Chapter 4 – The Meeting of Steel Giants
Emperor Hirohito had accomplished his objectives for Japan, and had it been up to him, the newly expanded Empire was willing to call for peace, taking her new territories and lands and staying within her own borders, using her proud Army and Navy to protect its new domains and show the world just how powerful and influential Japan had become. This opinion was not shared with the Allies, as Japan had done the world a great injustice by seizing their own rightful territories, and the lands of those weaker than them. Committed to the romantic ideas of liberation, the Allies would not stop until the Japanese Empire had been cast down.
First blood between the Empire of Japan and the United States of America was months in the making, and less dramatic than many had expected. In February of 1943, American submarines began sinking Japanese merchants boldly close to the home islands. This was an insult to the prowess of the Japanese Navy, who were quickly recalled from the Indian Ocean to deal with this threat. In March, the three grand battle-fleets were all folded into one 104 warship fleet under the command of Admiral Yamamoto with one simple instruction: Sink every American ship in the Mariana’s Region, or die trying. The giants were finally going to collide.
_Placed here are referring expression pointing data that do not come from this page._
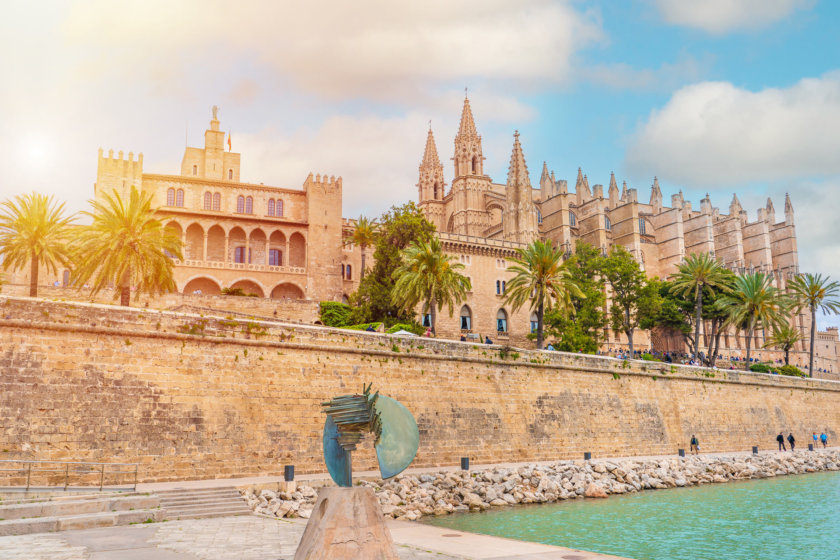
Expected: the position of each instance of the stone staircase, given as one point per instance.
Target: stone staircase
(201, 503)
(66, 512)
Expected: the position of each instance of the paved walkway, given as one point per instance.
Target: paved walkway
(260, 538)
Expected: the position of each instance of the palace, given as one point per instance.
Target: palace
(268, 241)
(483, 222)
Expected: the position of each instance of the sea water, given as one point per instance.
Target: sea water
(786, 518)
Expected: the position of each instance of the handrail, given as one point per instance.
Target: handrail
(28, 467)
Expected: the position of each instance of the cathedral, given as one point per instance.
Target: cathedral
(482, 223)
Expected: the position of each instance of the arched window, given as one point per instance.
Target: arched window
(466, 318)
(501, 321)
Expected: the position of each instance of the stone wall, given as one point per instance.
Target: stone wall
(192, 397)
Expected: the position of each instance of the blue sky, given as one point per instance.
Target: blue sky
(718, 96)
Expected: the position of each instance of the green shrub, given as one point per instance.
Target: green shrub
(792, 370)
(416, 328)
(362, 326)
(335, 314)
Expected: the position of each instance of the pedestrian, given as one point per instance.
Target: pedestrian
(695, 445)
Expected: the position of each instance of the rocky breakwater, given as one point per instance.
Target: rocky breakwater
(412, 496)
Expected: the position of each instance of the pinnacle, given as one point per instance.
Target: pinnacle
(467, 127)
(430, 156)
(518, 171)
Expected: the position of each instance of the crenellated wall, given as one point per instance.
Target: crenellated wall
(191, 397)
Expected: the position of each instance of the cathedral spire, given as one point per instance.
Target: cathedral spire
(468, 158)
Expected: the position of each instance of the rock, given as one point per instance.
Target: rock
(594, 491)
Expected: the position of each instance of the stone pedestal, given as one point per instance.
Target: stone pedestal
(347, 523)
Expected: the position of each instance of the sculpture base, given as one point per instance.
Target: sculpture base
(346, 523)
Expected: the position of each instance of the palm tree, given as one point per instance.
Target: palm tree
(542, 278)
(430, 276)
(125, 246)
(364, 235)
(754, 302)
(699, 273)
(815, 292)
(34, 230)
(784, 337)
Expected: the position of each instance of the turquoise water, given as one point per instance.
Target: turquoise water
(785, 518)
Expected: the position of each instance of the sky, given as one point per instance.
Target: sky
(719, 96)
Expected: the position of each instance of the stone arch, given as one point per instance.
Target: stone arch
(465, 318)
(249, 286)
(287, 290)
(215, 244)
(237, 240)
(194, 249)
(277, 242)
(256, 240)
(207, 286)
(297, 250)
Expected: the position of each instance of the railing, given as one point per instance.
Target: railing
(26, 475)
(240, 266)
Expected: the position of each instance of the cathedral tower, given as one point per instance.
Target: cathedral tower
(520, 221)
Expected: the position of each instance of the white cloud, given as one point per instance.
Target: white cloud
(714, 134)
(721, 16)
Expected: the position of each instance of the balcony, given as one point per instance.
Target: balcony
(240, 266)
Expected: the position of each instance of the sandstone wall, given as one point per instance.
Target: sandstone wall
(190, 396)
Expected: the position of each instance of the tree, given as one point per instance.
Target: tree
(364, 235)
(633, 298)
(34, 230)
(398, 227)
(125, 246)
(699, 274)
(581, 331)
(430, 276)
(814, 292)
(541, 277)
(784, 337)
(754, 302)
On the 22nd of April, 1942, American and Japanese forces made first contact. Reconnaissance aircraft from the light carrier Chitose spotted a 26 ship formation under the command of Admiral “Bull” Halsey, and the available carriers launched sorties to engage the threat. Over the course of several hours, 6 Wickes-class destroyers, the USS Bernadou, Ellis, Lea, Tarbell, Howard, and Hogan, were struck and drifted towards the bottom at the cost of a torpedo bomber from Soryu. The Battle of Iwo Jima had begun. The disproportionate response of the Japanese Navy was unexpected by American forces in the region, proving that overwhelming force was sometimes the preferred option compared to trickery or sound strategy. Over the next 24 hours, hundreds of Japanese aircraft swarmed the American formation sinking the USS Independence, Cabot, Annapolis, and Wake Island, the ever vital American light carriers in the Pacific. Their escorts went down with them. The relentless anti-submarine effort claimed 26 American submarines over the course of the week. A week after it began, the Battle of Iwo Jima was over, and all but one Japanese destroyer could return home. The initial confrontation between the two of the world’s giants was as violent as expected, but significantly more lopsided than anyone had imagined. Due to previous commitments to Europe, and out of intimidation, the United States was essentially kicked out of the Pacific for the time being. Yet, the success posed an interesting “problem” to Japanese admirals. With the exception of the submarine fleet, all of the American warships were sunk by flight wings stationed aboard aircraft carriers. Were the proud and numerous battleships and battle-cruisers of the Japanese Navy obsolete before they could even be used in battle? It appeared as if centuries-old naval doctrine was about to be flipped on its head.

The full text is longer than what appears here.